The outside-in approach helps you understand how the experience is for customers. It also helps you see all the ways that your process and how it makes you feel are not customer-centric.
To have a great Customer Experience, you need to be more customer-centric. If you don’t focus on achieving a customer-centric culture, you Customer Experience improvement plan will not work. You must shift the organization’s mindset first, then improve the Customer Experience.
Moving to the new orientation isn’t a smooth process. It requires defining and designing a customer strategy. It means changing your methods. It means addressing the culture of your organization and how it measures success. It needs you to train your people on the full meaning of a Customer Experience and giving them the specific actions and words that will deliver the experience you want.
Some people will never change. Some people will think that this concept of customer-centricity is rubbish and all the organization needs to do is lower its price. In the past twenty years, I have learned that if any of these people that will never change are the leaders, then you don’t have much hope of changing the orientation on the organization.
So, for those of you pursuing a natural state of customer-centricity, ensure that senior management is supporting your effort. Moreover, that support should be more than words; it should include a mix of resources (e.g., time and money) and authority (e.g., permission to knock heads with anyone who is obstructing your progress).
Let’s say, you have done it. You made the transition from Naïve to Natural as an organization. Now that you arrived there, you need to stay there.
First of all, you must show your results to senior management. More specifically, you need to show the value (e.g., $$$$) that you generated with your efforts.
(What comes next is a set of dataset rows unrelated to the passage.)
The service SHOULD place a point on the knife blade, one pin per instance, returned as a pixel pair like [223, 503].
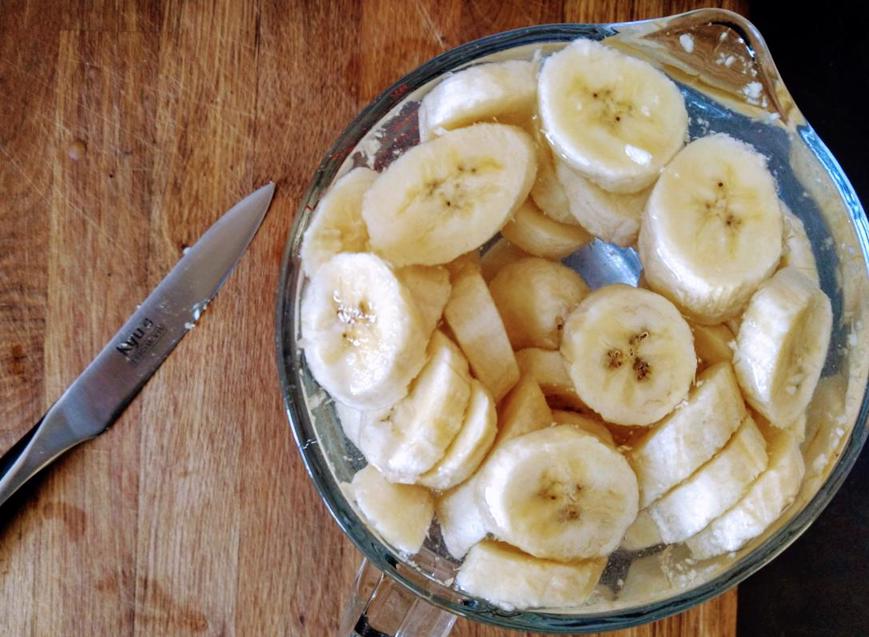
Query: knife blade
[110, 382]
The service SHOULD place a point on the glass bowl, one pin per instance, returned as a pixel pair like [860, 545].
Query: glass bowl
[730, 84]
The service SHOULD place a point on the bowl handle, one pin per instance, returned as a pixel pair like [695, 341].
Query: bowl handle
[380, 607]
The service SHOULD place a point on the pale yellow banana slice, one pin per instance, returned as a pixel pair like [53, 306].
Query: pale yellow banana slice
[487, 91]
[410, 438]
[534, 296]
[558, 493]
[713, 488]
[614, 118]
[337, 224]
[541, 236]
[762, 505]
[400, 513]
[361, 331]
[782, 344]
[449, 195]
[474, 319]
[513, 580]
[690, 435]
[470, 445]
[612, 217]
[630, 354]
[712, 229]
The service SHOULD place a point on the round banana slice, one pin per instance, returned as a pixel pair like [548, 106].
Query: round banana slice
[614, 118]
[361, 331]
[534, 296]
[337, 224]
[782, 345]
[630, 354]
[541, 236]
[712, 229]
[513, 580]
[558, 493]
[449, 195]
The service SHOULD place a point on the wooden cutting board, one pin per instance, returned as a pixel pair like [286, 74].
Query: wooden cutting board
[126, 128]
We have a product called the Emotional Signature that measures the level of emotional engagement you have with your customers and ties those emotions to value for the organization. Certain emotions produce more value than others and therefore, you can prove that having a Customer-centric culture was worth the trouble.
The first step to becoming more customer-centric is to realize where you are oriented today. Our Naive to Natural self-assessment helps define the current level of customer focus you have. You can discover where your organization is on the journey toward achieving a “Natural,” customer-centricity, and, perhaps more importantly, decide where you want to go.
To take our FREE Naïve to Natural self-assessment, please click here.
Customer-centricity is crucial to your Customer Experience. However, putting the customer at the center of everything you do is harder than it sounds. It’s more than a “value” in a list like it was at my former employer. True customer-centricity requires a hard look at your orientation now and a comprehensive plan for what you will change to get to the orientation you want.
However, it’s worth it. Having a customer-centric culture pays. In some cases, it pays in nearly 96 billion ways.